· 

Genuss und Geschichte - Wien

Rot und gelb leuchtet das Weinlaub in der herbstlichen Mittagssonne. Reben und Bäume sind noch reichlich voller Laub, ein farbenprächtiges Bild bietet sich dem geneigten Besucher. 

Eine knappe halbe Stunde dauert's mit der Straßenbahn aus der Innenstadt bis zur Endhaltestelle Grinzing, dort hat man die bewaldeten Hügel des Wienerwaldes in Sichtweite, Weinreben links, Weinreben rechts, eine Idylle - doch auf den schmalen Wanderwegen ist es so voll, wie manchmal Samstagmittags auf der Hohe Straße in Köln. 

Kurz geschmunzelt, nein, so schlimm ist es nun wirklich doch nicht. Die Wiener-innen, und ihre zahlreichen Gäste aus aller Welt,  drängt es an solchen Tagen raus aus der Stadt. Die Sonne wärmt jetzt gegen Mittag, auch wenn im Schatten die mittlerweile kühlen Temperaturen des November herzlich grüßen. Es ist schon eine Augenweide, hier am Hang des Nußbergs zu stehen und den Blick über die Hügel und Weinreben hinunter ins Tal, über die Stadt Wien, das Donautal und fast bis in die Slowakei schweifen zu lassen. 

Nicht nur hier draußen beim mittäglichen Wein in einem Heurigen, auch Buschenschank genannt, erschließt sich schnell, warum die Stadt als eine der lebenswertesten Städte gilt. Das Leben hier scheint ruhiger, gemächlicher, genussvoller zu sein als zum Beispiel in der deutschen Hauptstadt. Kinderspiel. Wo sonst lässt es sich ausgesprochen entspannt einen Vormittag verleben, als bei Zeitung und Einspänner in einem Wiener Caféhaus; hohe Räume, Stuck und Gemälde an den Wänden, viel Holz, viele Spiegel, kleine Séparées. Dazu herzlich umsorgt von Kellnern mit ihrem unnachahmlichen Wiener Schmäh. "Gnädiger Herr, gnädige Frau Professorin, darf's noch etwas sein sein? Ein Ei im Glas oder ein Glas Sekt zum Beispiel zum perlenden Einstieg in den Sonntag?" 

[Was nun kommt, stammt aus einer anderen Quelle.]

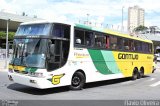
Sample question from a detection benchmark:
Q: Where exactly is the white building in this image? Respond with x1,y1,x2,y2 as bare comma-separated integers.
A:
128,6,145,32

Man blickt sich um und entdeckt auf einem Absatz das Bild von Ernst Happel, einem berühmten Fussballtrainer, der hier viele Jahre lang quasi sein zweites Wohnzimmer hatte und mit Freunden Karten spielte.

Sowieso Geschichte, überall Geschichte. Altes Kaiserreich, verewigt in Geschichten und Büchern und Bildern und Filmen, vor allem aber auch sichtbar anhand  der Gebäude. Viele aus der (vorletzten) Jahrhundertwende, Gründerzeit, eben auch wenig im zweiten Weltkrieg zerstört. Immerhin ein Witz der Geschichte, das der bekannteste Deutsche doch geborener Österreicher war. Das haben sie uns Piefkes bis heute nicht verziehen - oder?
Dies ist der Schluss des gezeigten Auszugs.